Whatever environments jumped on Unicode early, before it was realized that 2 bytes wouldn't be enough, all chose to use UCS-2 for obvious reasons. In particular, that includes Windows and Java.
Probably because they figured they could just ignore endianness issues and that ASCII compatibility would be Somebody Else's Problem.
There were always problems with UCS-2. UTF-8 would have had a number of advantages over it even if Unicode had never grown beyond the BMP (Basic Multilingual Plane, the first and lowest-numbered 16-bit code space).
> ASCII compatibility would be Somebody Else's Problem
for many of those outside "A" in ASCII (euphemism for America :) there were already a ton of problems, so endianness was the least (i personally never hit this problem)
// disclaimer: i'm not that serious about predominance of Latin script, this is sorta irony
Depending on the level of abstraction you're living at - and that depends on the overall goal, performance constraints, environmental integration, OS / machine heterogeneity etc. - it may or may not be a problem.
It's easy to dismiss if you have all the time in the world and a deep stack of abstractions.
If you're doing deep packet analysis on UTF-16 text in a router, things may be different.
thanks, my question was right about the issues met by people living in another levels of abstractions.
i'm not a native english speaker and a newb to HN, so sorry that i put my sincere question so that it looked like arrogant statement 'there are no issues, what are you talking about, i even don't know what LE and BE mean'.
> or many of those outside "A" in ASCII (euphemism for America :)
Abbreviation for 'American', in fact.

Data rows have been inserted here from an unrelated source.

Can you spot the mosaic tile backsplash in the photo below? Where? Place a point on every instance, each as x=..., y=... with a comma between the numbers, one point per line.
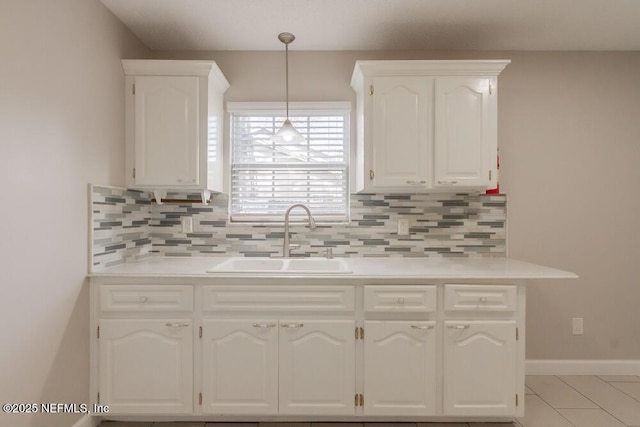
x=126, y=226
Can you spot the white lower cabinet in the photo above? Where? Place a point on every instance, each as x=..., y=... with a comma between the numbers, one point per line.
x=400, y=368
x=479, y=367
x=146, y=366
x=240, y=366
x=435, y=352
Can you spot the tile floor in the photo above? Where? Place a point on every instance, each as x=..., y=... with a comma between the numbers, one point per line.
x=551, y=401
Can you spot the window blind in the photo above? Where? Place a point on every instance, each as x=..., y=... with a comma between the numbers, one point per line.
x=268, y=177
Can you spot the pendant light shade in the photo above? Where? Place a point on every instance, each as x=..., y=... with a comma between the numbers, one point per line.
x=287, y=133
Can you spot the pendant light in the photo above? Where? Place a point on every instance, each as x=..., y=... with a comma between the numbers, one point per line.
x=287, y=133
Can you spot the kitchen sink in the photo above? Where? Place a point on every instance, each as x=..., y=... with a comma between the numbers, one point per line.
x=282, y=266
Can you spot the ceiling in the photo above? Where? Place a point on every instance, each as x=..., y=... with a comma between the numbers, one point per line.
x=383, y=24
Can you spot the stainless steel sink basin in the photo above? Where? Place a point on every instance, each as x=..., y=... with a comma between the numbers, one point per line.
x=282, y=266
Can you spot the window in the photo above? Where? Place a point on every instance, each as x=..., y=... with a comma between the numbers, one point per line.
x=267, y=178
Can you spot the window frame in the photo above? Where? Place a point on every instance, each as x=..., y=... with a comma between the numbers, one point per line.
x=295, y=109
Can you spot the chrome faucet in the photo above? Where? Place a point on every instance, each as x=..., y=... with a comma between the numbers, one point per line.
x=286, y=247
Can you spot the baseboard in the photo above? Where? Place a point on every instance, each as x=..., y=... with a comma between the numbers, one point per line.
x=582, y=367
x=87, y=421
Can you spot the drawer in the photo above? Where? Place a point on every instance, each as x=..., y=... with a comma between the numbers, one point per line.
x=480, y=297
x=400, y=299
x=279, y=298
x=146, y=298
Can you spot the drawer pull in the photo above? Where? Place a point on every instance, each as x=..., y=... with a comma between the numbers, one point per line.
x=422, y=327
x=292, y=325
x=264, y=325
x=177, y=324
x=458, y=326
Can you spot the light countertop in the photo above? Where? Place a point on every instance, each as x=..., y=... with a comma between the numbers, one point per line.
x=362, y=269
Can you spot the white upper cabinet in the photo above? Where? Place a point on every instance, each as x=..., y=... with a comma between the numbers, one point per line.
x=426, y=125
x=174, y=119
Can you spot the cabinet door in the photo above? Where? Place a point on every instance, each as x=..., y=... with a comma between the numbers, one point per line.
x=399, y=368
x=166, y=130
x=146, y=366
x=465, y=132
x=317, y=367
x=401, y=132
x=479, y=367
x=240, y=366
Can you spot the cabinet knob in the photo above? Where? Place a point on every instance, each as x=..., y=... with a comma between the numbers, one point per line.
x=422, y=327
x=458, y=326
x=264, y=325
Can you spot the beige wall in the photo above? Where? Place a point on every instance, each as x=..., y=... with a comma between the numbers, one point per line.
x=569, y=132
x=569, y=149
x=61, y=127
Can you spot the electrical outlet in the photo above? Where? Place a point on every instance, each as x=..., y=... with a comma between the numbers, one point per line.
x=187, y=224
x=403, y=226
x=577, y=324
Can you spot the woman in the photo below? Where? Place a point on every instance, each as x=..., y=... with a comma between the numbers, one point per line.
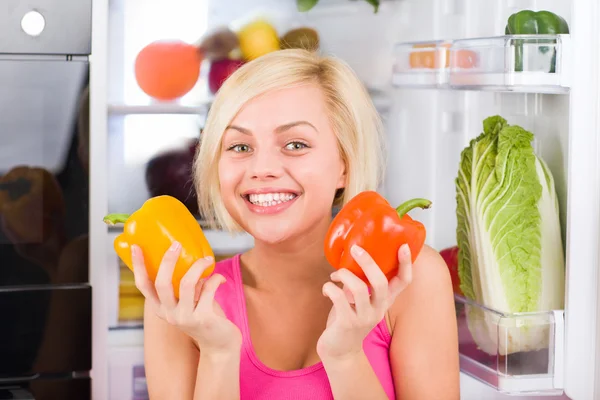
x=288, y=136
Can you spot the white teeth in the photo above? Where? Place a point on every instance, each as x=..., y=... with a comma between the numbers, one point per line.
x=270, y=199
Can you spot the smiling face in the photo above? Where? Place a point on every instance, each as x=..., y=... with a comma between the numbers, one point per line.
x=280, y=166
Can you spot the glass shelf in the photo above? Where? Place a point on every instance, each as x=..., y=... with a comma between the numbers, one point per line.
x=515, y=354
x=159, y=108
x=421, y=64
x=223, y=243
x=517, y=63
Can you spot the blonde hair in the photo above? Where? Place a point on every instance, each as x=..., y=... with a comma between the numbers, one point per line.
x=353, y=117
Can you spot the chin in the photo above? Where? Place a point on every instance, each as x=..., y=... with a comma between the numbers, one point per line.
x=271, y=232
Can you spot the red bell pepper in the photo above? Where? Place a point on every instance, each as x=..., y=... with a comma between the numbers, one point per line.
x=370, y=222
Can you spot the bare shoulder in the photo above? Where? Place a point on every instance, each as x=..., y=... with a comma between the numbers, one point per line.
x=424, y=346
x=430, y=280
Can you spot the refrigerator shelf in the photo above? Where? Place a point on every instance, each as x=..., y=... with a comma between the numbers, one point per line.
x=222, y=242
x=517, y=354
x=421, y=64
x=159, y=108
x=513, y=63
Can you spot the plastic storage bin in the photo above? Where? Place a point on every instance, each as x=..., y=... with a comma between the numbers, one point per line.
x=520, y=353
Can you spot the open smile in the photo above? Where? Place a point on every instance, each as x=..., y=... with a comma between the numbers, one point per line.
x=263, y=201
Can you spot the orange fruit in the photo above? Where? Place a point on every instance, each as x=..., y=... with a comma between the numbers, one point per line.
x=167, y=70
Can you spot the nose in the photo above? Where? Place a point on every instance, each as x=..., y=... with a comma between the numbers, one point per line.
x=266, y=165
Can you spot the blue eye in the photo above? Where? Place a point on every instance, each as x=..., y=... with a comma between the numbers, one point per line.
x=239, y=148
x=296, y=146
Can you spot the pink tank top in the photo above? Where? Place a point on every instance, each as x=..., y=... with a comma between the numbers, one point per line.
x=259, y=382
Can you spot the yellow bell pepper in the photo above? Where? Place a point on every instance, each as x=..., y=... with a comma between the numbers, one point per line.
x=154, y=227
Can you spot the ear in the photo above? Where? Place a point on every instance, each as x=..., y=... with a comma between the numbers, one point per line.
x=342, y=180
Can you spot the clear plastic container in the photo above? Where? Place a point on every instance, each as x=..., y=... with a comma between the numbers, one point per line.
x=525, y=63
x=519, y=353
x=421, y=64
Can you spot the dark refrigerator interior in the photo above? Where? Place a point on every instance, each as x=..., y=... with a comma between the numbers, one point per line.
x=45, y=296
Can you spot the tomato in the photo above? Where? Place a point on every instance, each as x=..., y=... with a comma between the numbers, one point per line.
x=167, y=70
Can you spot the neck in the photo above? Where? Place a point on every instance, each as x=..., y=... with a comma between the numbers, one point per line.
x=300, y=260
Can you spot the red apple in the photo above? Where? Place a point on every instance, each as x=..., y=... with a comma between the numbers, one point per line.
x=171, y=173
x=220, y=71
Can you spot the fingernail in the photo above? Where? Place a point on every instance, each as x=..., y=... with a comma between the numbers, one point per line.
x=356, y=250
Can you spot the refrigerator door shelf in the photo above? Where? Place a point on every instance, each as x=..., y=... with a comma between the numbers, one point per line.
x=517, y=354
x=513, y=63
x=421, y=64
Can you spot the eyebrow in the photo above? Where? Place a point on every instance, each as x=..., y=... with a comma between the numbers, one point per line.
x=279, y=129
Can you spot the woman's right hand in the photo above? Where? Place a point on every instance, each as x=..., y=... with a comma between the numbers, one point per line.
x=196, y=313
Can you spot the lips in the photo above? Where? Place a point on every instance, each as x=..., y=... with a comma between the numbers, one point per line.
x=269, y=200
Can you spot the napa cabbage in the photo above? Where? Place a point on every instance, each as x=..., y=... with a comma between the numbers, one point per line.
x=509, y=237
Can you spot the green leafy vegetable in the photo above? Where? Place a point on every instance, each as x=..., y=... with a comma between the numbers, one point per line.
x=511, y=256
x=306, y=5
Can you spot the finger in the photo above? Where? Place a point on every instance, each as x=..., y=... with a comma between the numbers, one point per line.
x=190, y=285
x=340, y=303
x=359, y=290
x=164, y=276
x=374, y=274
x=207, y=295
x=142, y=281
x=404, y=276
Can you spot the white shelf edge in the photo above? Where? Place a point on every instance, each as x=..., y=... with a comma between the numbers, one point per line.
x=157, y=108
x=125, y=337
x=220, y=241
x=522, y=82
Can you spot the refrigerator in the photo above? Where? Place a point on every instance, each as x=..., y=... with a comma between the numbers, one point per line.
x=436, y=70
x=45, y=292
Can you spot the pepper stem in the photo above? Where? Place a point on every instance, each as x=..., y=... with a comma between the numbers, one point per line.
x=113, y=219
x=410, y=204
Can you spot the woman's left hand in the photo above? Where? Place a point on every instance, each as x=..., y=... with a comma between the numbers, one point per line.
x=348, y=324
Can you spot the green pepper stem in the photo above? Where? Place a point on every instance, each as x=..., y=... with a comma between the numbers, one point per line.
x=410, y=204
x=113, y=219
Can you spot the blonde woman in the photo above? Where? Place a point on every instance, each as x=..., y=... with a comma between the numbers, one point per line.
x=288, y=136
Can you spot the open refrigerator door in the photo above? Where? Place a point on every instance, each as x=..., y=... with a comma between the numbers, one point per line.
x=436, y=69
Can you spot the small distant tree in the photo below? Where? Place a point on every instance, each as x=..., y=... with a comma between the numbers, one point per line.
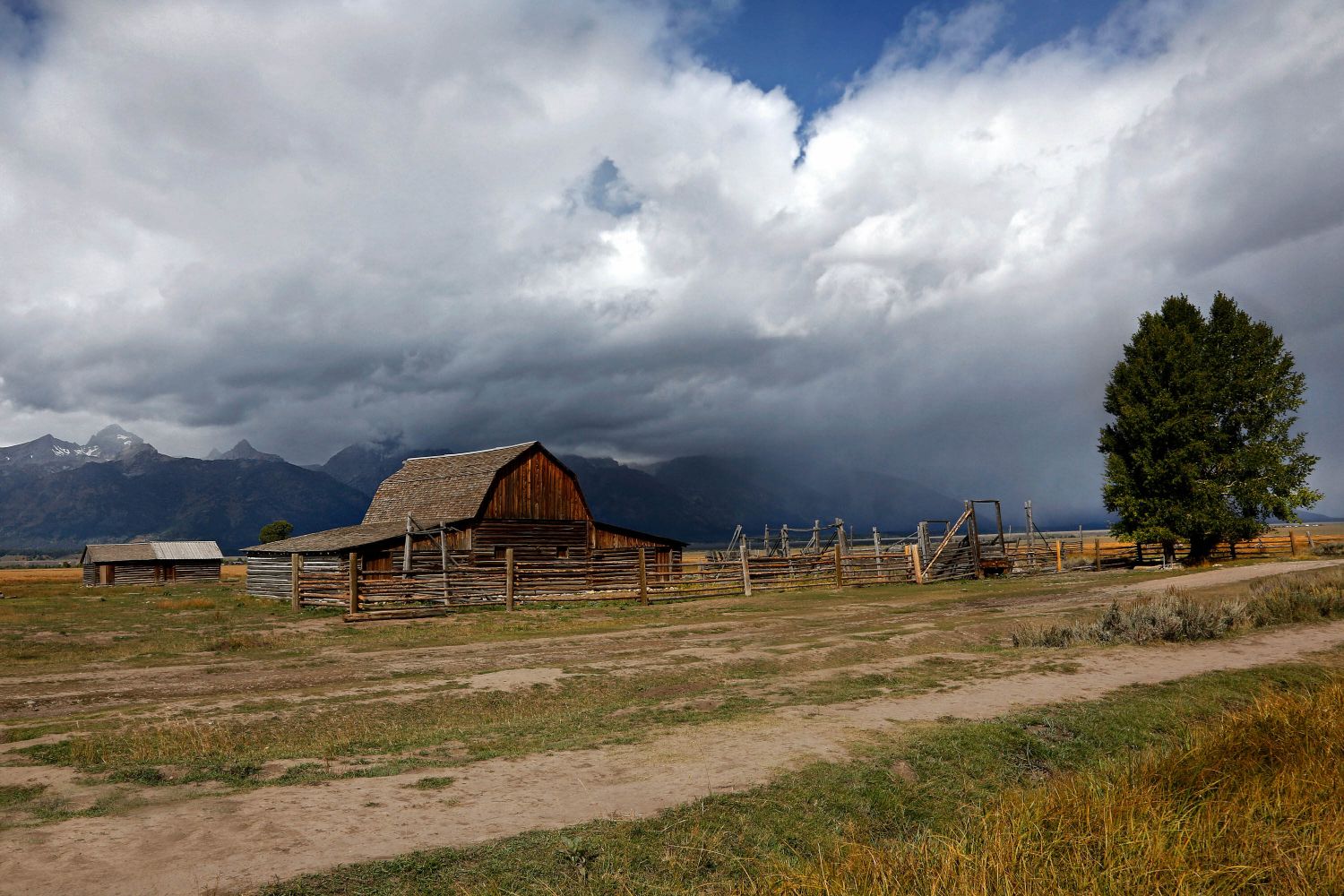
x=277, y=530
x=1201, y=447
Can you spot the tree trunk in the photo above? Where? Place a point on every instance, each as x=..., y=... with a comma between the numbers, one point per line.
x=1201, y=546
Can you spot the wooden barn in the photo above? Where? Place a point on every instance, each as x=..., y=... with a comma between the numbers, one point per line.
x=151, y=563
x=462, y=508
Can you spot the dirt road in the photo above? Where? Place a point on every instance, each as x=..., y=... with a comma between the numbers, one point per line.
x=234, y=842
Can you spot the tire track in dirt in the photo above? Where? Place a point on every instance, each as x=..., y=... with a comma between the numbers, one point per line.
x=246, y=840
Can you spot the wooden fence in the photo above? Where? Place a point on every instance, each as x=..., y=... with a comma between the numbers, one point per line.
x=429, y=590
x=371, y=594
x=1105, y=554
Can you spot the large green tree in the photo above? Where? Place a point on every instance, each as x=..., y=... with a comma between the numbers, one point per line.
x=1202, y=446
x=277, y=530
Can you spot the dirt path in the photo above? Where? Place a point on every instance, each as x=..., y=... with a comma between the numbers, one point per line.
x=218, y=684
x=241, y=841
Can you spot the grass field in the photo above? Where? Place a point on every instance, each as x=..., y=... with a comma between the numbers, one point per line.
x=129, y=707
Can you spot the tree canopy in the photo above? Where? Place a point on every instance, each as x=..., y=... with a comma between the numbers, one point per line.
x=277, y=530
x=1202, y=446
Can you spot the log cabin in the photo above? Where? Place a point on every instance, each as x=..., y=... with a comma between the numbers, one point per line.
x=468, y=508
x=151, y=563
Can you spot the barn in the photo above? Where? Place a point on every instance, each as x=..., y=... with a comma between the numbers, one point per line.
x=151, y=563
x=473, y=506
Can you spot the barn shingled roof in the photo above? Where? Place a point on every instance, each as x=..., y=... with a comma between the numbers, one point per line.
x=441, y=489
x=151, y=551
x=332, y=540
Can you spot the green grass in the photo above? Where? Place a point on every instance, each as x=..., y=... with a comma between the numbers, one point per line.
x=65, y=625
x=898, y=790
x=454, y=727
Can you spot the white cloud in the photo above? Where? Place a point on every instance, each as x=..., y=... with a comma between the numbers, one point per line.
x=309, y=225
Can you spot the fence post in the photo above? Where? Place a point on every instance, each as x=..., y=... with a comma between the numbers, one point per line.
x=746, y=570
x=644, y=579
x=354, y=582
x=296, y=567
x=443, y=556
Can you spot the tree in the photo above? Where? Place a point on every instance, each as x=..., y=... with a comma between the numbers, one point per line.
x=277, y=530
x=1202, y=445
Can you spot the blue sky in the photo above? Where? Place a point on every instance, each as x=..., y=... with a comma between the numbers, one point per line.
x=814, y=48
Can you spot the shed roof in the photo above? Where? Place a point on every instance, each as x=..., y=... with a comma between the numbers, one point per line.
x=151, y=551
x=441, y=489
x=332, y=540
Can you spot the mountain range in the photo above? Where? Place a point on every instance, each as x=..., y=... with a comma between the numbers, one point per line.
x=56, y=495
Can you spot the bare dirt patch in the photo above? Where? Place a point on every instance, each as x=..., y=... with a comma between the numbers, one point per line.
x=239, y=840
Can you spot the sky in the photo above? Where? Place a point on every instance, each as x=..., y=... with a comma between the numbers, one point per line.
x=905, y=238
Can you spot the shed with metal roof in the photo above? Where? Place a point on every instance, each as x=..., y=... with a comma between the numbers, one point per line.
x=151, y=563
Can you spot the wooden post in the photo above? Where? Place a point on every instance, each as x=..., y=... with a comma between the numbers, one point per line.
x=354, y=582
x=973, y=532
x=406, y=547
x=296, y=568
x=443, y=555
x=1031, y=552
x=746, y=571
x=644, y=579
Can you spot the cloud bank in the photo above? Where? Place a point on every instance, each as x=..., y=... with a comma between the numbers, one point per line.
x=311, y=225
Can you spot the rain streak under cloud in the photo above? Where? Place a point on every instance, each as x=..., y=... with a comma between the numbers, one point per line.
x=478, y=223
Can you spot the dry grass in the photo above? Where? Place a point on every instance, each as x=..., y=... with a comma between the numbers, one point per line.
x=1250, y=804
x=185, y=603
x=1176, y=616
x=45, y=573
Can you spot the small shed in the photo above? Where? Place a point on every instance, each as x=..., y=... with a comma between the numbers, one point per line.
x=151, y=563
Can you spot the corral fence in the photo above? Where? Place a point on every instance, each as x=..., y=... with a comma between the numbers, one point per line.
x=425, y=590
x=429, y=587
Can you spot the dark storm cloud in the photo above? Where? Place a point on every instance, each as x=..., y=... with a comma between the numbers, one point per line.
x=524, y=220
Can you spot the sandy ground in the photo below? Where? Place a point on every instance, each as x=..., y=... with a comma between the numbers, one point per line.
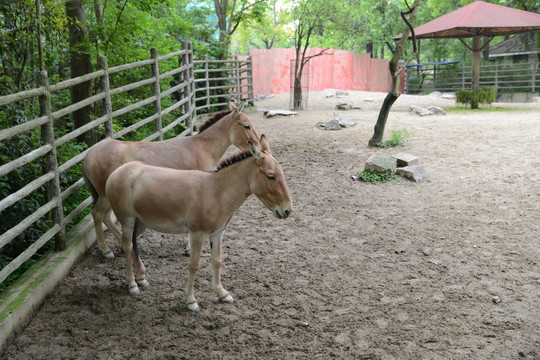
x=447, y=268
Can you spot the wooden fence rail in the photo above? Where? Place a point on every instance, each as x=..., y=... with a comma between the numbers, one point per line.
x=203, y=82
x=506, y=78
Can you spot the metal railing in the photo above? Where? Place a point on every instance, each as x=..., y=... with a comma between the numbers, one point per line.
x=506, y=78
x=178, y=82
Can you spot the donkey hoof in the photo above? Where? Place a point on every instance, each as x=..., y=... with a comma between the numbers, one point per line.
x=143, y=283
x=193, y=306
x=134, y=290
x=227, y=299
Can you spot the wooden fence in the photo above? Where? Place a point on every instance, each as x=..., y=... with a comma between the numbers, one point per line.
x=219, y=81
x=183, y=79
x=506, y=78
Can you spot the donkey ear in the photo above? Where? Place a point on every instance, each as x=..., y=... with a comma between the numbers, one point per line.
x=241, y=105
x=264, y=144
x=255, y=152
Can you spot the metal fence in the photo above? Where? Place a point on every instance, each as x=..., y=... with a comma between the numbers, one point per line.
x=169, y=111
x=506, y=78
x=219, y=81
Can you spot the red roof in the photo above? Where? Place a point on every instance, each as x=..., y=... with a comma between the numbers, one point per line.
x=479, y=18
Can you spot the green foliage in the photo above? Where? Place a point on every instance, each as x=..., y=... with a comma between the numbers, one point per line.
x=397, y=138
x=485, y=95
x=368, y=176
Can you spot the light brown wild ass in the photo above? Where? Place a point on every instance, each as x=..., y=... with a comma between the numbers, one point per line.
x=201, y=203
x=199, y=152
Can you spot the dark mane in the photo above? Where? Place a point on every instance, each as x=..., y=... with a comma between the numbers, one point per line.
x=213, y=119
x=232, y=160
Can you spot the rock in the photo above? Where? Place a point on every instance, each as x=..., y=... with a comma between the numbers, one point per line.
x=437, y=110
x=381, y=164
x=272, y=113
x=448, y=96
x=413, y=172
x=344, y=106
x=417, y=110
x=347, y=122
x=331, y=125
x=405, y=159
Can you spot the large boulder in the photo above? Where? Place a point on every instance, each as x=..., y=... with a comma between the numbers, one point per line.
x=414, y=172
x=381, y=164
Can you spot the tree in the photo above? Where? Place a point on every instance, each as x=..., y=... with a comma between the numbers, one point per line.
x=231, y=14
x=80, y=63
x=309, y=16
x=395, y=70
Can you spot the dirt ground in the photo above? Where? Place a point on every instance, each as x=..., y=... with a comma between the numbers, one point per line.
x=447, y=268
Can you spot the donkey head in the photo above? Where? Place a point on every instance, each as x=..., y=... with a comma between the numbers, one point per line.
x=269, y=183
x=241, y=131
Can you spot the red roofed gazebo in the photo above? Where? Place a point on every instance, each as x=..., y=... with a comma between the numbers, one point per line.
x=477, y=20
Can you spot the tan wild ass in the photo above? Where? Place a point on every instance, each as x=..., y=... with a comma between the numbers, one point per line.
x=201, y=203
x=200, y=152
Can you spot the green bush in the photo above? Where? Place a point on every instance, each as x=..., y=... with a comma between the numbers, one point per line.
x=397, y=138
x=368, y=176
x=485, y=95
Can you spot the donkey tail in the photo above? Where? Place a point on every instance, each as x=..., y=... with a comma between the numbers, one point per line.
x=90, y=186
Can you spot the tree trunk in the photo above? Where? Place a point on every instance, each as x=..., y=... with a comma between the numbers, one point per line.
x=394, y=93
x=80, y=63
x=389, y=100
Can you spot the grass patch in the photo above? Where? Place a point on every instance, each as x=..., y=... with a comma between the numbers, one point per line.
x=397, y=138
x=464, y=110
x=368, y=176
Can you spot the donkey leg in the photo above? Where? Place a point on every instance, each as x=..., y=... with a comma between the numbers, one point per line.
x=115, y=230
x=187, y=249
x=98, y=214
x=196, y=240
x=140, y=270
x=217, y=255
x=127, y=246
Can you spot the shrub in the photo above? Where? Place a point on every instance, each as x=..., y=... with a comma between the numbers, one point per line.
x=368, y=176
x=397, y=138
x=485, y=95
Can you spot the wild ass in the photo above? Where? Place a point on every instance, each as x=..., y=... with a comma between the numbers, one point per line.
x=201, y=203
x=200, y=152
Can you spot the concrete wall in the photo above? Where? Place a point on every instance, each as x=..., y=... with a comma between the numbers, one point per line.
x=341, y=69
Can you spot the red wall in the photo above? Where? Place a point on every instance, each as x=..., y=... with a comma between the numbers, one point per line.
x=341, y=69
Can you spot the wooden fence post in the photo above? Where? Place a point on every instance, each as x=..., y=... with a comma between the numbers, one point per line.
x=187, y=92
x=250, y=80
x=191, y=80
x=237, y=80
x=53, y=187
x=207, y=82
x=157, y=92
x=533, y=77
x=106, y=103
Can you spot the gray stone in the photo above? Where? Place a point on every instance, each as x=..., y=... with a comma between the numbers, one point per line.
x=272, y=113
x=417, y=110
x=437, y=110
x=347, y=122
x=381, y=164
x=448, y=96
x=413, y=172
x=331, y=125
x=344, y=106
x=405, y=159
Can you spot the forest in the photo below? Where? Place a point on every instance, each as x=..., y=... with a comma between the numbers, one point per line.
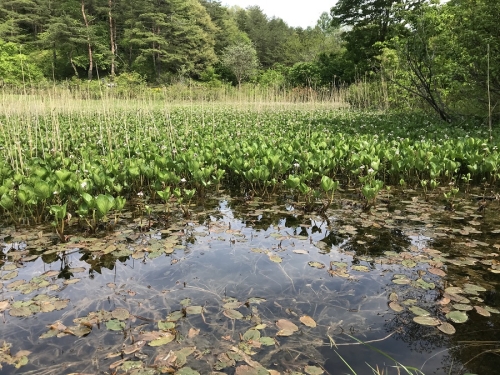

No euphemisms needed.
(ASCII = American Standard Code for Information Interchange)
> there were already a ton of problems, so endianness was the least
I can appreciate this. However, UTF-8 also has desirable properties like 'dropping a single byte only means you lose one character, as opposed to potentially losing the whole file', and 'you can often tell if a multi-byte UTF-8 sequence has been corrupted without doing complex analysis'.
> i'm not that serious about predominance of Latin script, this is sorta irony
Heh. ASCII can't even encode the entirety of the Latin script: Ask a Frenchman how he spells 'café', or a German how he spells 'straße', and notice how important characters are missing from ASCII.